Achieving observability in production, starting with a finite state machine
This week I spent some time trying to answer questions in our production systems. I planned on doing so by leveraging tracing and Honeycomb, which I’ve been evaluating on my own time. The first question I set out to answer was around a problem that has been a pain in the butt of our platform’s operators.
One of the tools we use in production today manages the fleet of nodes, we call it admiral (get it? it watches the fleet). The job of this tool is pretty straight forward:
- receive requests to replace nodes
- launch replacement nodes and ensure they’re healthy
- migrate workloads off the old nodes
- remove the old nodes
The tool implements a finite state machine to handle the different scenarios that can occur when hosts are being replaced.The recurring problem with admiral is that it seems every so often it gets stuck or takes a vacation, but we haven’t had the time to investigate it further.
This problem increases the toil our operators have to deal with as once in a while, they have to remember to kick admiral. It also impacts our ability to manage and upgrade the fleet. Last but not least, it’s a constant source of mental anxiety for many team members.
Lucky for me, the Honeycomb blog had an article on the topic of instrumenting finite state machines by Bryan Fink. Our existing production application isn’t super easy to test, i know, another red flag. It also lacks a staging environment that could reproduce the issue we were seeing. So I started out by instrumenting a simple application that was implementing a finite state machine to see how quickly I could get something off the ground. I forked looplab/fsm and used the code in
alternate.go as a starting point.
I instrumented the code using a beeline and some good old fashion copy pasta, et voilà, a traceable finite state machine within minutes.
The code is simple, not pretty but simple, just a few more lines and it all works.
Unfortunately for my use-case, it wasn’t quite as easy to instrument the code in production. Each of the different state callbacks could take some time to complete, think minutes not seconds here. This means the application could be stopped and started multiple times during the time it takes for a node to be completely replaced. To address this in admiral, we implemented persistence of the state machine using Consul. The state gets stored at frequent intervals as well as when the application receives the signal to shutdown. In order for tracing to be useful here, I needed to persist the tracing information across application restarts. Otherwise I would end up with disconnected traces, likely when I needed them the most. I added some code to store the tracing information using propagation to provide continuity in my traces. This required adding some signal handling and a call to put the data provided by
span.SerializeHeaders using Consul’s key value store.

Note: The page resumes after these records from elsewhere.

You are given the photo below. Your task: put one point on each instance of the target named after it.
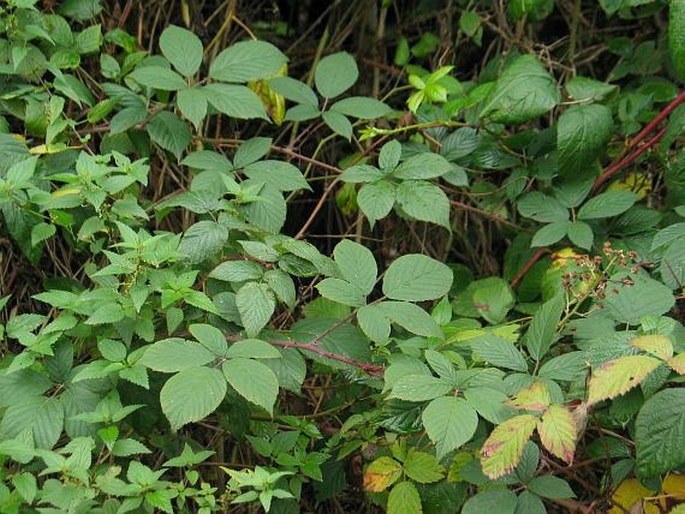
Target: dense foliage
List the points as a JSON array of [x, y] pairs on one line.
[[388, 256]]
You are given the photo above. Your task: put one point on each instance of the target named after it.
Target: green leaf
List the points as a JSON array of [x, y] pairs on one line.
[[88, 41], [282, 285], [203, 240], [237, 271], [606, 205], [191, 395], [550, 234], [158, 77], [235, 101], [247, 60], [420, 388], [43, 416], [502, 451], [335, 74], [492, 501], [182, 48], [127, 447], [169, 132], [26, 485], [342, 292], [551, 487], [175, 354], [543, 208], [580, 234], [338, 123], [42, 231], [193, 105], [376, 200], [374, 323], [450, 423], [529, 503], [630, 303], [410, 317], [424, 165], [584, 88], [424, 202], [489, 403], [417, 278], [582, 134], [253, 380], [543, 329], [251, 151], [361, 107], [252, 349], [390, 154], [676, 37], [381, 474], [523, 92], [281, 175], [422, 467], [294, 90], [659, 433], [363, 173], [210, 337], [357, 265], [404, 498], [256, 304], [499, 352], [618, 376]]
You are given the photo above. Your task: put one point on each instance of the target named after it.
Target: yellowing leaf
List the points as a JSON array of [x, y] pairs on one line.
[[273, 102], [502, 450], [658, 345], [678, 363], [533, 397], [674, 489], [381, 474], [618, 376], [558, 432], [48, 149], [631, 493], [563, 257], [66, 191]]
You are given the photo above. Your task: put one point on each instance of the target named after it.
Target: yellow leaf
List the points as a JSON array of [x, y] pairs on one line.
[[533, 397], [631, 493], [381, 474], [558, 432], [502, 451], [618, 376], [658, 345], [273, 102], [678, 363], [674, 489]]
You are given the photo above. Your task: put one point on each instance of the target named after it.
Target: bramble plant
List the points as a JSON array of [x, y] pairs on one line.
[[495, 326]]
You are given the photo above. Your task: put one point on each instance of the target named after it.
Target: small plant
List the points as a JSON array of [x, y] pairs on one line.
[[180, 346]]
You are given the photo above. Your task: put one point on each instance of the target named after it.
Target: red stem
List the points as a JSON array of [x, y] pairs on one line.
[[614, 169]]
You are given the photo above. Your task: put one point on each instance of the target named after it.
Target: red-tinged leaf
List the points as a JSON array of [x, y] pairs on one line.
[[558, 432], [678, 363], [381, 474], [502, 451], [533, 397], [619, 376], [658, 345]]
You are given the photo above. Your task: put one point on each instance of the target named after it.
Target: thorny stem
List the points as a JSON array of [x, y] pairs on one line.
[[617, 167]]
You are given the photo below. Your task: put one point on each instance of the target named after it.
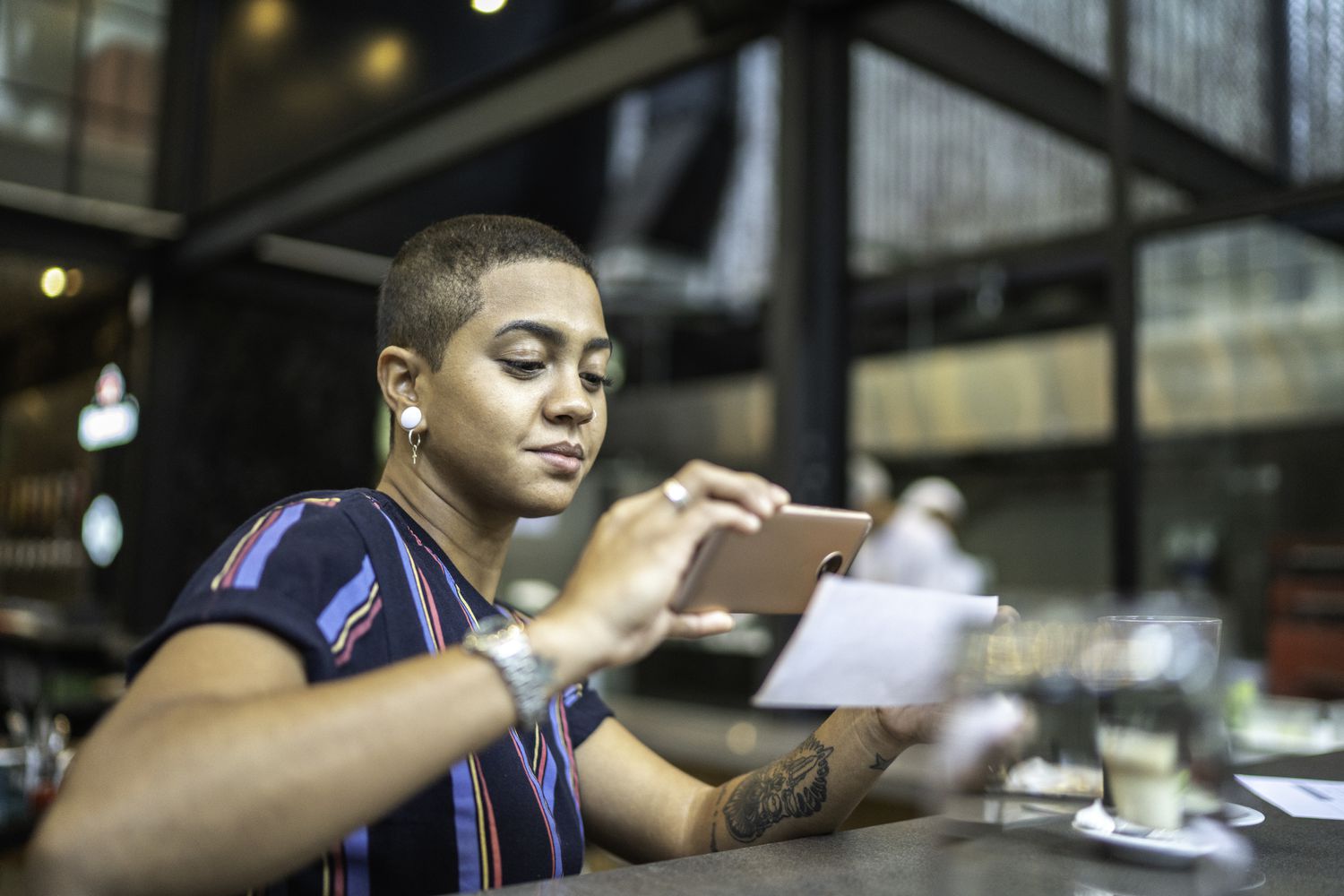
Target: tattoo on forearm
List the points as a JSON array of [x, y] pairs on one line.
[[790, 788], [714, 825]]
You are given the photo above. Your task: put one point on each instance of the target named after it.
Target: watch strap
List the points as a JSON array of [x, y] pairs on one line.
[[529, 677]]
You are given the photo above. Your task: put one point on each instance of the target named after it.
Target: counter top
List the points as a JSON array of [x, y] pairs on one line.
[[1292, 856]]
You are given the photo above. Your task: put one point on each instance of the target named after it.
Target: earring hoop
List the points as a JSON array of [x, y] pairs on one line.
[[410, 418], [414, 440]]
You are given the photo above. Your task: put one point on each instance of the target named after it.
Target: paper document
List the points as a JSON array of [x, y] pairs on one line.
[[867, 643], [1298, 797]]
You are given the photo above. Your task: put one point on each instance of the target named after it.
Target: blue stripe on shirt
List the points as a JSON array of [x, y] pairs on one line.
[[349, 598], [254, 564]]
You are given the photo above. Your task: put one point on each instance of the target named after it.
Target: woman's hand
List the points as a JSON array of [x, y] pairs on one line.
[[616, 607]]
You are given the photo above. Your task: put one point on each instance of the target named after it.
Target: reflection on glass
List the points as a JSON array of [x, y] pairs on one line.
[[38, 45], [940, 171], [1241, 325]]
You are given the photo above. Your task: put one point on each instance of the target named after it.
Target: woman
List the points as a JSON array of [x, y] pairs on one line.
[[309, 712]]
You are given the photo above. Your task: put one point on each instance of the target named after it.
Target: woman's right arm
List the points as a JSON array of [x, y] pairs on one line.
[[222, 769]]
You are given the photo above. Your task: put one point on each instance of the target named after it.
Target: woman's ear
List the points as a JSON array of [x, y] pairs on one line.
[[398, 370]]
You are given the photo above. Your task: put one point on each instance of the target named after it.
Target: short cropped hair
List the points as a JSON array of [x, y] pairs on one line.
[[435, 284]]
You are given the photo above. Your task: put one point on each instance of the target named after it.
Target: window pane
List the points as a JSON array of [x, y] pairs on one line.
[[1242, 406], [1207, 66], [1073, 30], [34, 134], [117, 155], [940, 171], [1316, 77], [123, 54], [1241, 327]]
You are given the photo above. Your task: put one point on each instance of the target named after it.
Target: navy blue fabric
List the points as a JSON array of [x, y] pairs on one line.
[[333, 573]]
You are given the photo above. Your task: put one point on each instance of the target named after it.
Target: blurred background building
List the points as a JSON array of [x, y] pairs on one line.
[[1082, 257]]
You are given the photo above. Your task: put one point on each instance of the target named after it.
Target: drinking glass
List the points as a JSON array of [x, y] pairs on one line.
[[1158, 718]]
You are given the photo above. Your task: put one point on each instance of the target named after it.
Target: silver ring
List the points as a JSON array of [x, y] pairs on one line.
[[676, 493]]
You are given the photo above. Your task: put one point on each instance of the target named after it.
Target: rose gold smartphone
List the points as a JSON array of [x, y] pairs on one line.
[[776, 568]]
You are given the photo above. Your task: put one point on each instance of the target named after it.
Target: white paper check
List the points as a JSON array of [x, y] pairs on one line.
[[867, 643], [1298, 797]]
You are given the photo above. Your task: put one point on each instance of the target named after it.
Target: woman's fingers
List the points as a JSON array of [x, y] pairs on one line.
[[703, 479]]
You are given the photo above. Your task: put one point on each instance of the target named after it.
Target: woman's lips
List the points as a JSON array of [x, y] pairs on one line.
[[562, 462]]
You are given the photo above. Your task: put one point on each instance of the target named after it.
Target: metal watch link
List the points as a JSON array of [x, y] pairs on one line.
[[504, 642]]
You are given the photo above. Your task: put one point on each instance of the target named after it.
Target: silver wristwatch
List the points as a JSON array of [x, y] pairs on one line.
[[504, 642]]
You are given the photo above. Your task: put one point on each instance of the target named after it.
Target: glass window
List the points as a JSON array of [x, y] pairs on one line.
[[938, 171], [1316, 78], [1241, 389], [1073, 30], [121, 56], [38, 43], [34, 136]]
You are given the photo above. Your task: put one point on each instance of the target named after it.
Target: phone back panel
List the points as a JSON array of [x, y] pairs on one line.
[[776, 568]]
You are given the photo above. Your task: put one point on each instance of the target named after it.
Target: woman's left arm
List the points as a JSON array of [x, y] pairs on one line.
[[645, 809]]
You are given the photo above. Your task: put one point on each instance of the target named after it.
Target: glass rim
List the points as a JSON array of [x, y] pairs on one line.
[[1161, 618]]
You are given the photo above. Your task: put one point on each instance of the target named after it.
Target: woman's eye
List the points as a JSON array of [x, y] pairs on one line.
[[596, 381], [521, 368]]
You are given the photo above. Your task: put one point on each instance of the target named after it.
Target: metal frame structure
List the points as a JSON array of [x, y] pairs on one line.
[[808, 332]]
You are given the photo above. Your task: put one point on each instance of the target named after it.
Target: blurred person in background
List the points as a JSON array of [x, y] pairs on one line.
[[336, 704], [914, 536]]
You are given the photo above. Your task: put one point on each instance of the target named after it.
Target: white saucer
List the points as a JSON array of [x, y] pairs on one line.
[[1239, 815], [1147, 845]]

You can find the complete stateful example in the stateful-tracing-fsm repo. Looking at the traces below, the code now supports tracing across application restarts.
Cool, I was now ready to instrument the admiral code. A few minutes to write the code, another few to build and deploy it and within minutes, we started seeing valuable information roll in. We were able to determine how long replacing nodes in each datacenters took. We were able to prove that admiral was actually doing the work we expected it to, which was a great starting point. A few days after the code had been instrumented, one of my team members said “it looks like admiral is being lazy again this morning”. Usually the answer here would have been, just reset its state and restart the process. This time, I dug in a little deeper to understand the question better with questions like “what makes you say that?” or “what are you seeing?” The reason for the statement was that a job was kicked off to roll hosts and it looked like nothing was happening, the job usually kicks off ten requests simultaneously.
The two of us dug into the data we’d been collecting. Looking through the tracing, it was easy to see that there had been exactly five requests that came in, rather than the expected ten. First piece of the puzzle was found and a misunderstanding was cleared. It turned out there were only five hosts that needed to be replaced that time. Of the five requests that were received, only one was being fulfilled. Digging deeper, we found that four of the five requests were in datacenters that currently had no capacity to increase the fleet size to migrate workloads. Second piece found and problem uncovered. In fact, those four datacenters had been stuck for multiple days without an alert going off. The state that was causing the problem was looping endlessly without either fixing the problem or alerting anyone. This was very clear to see once we had graphs to visualize it.
Getting visibility into the root cause of the problem in minutes felt like complete absolute magic. Instead of wasting an hour or two digging through dozens of different logs and dashboards, we found the data and got on with solving the root cause. It was interesting to instrument the code with clear intent: to be able to answer the question “is this thing working or not?” For some reason, that’s something that’s never occurred to me before. Although we haven’t fully resolved the problems, at least we’re no longer living in in the dark. Observability FTW.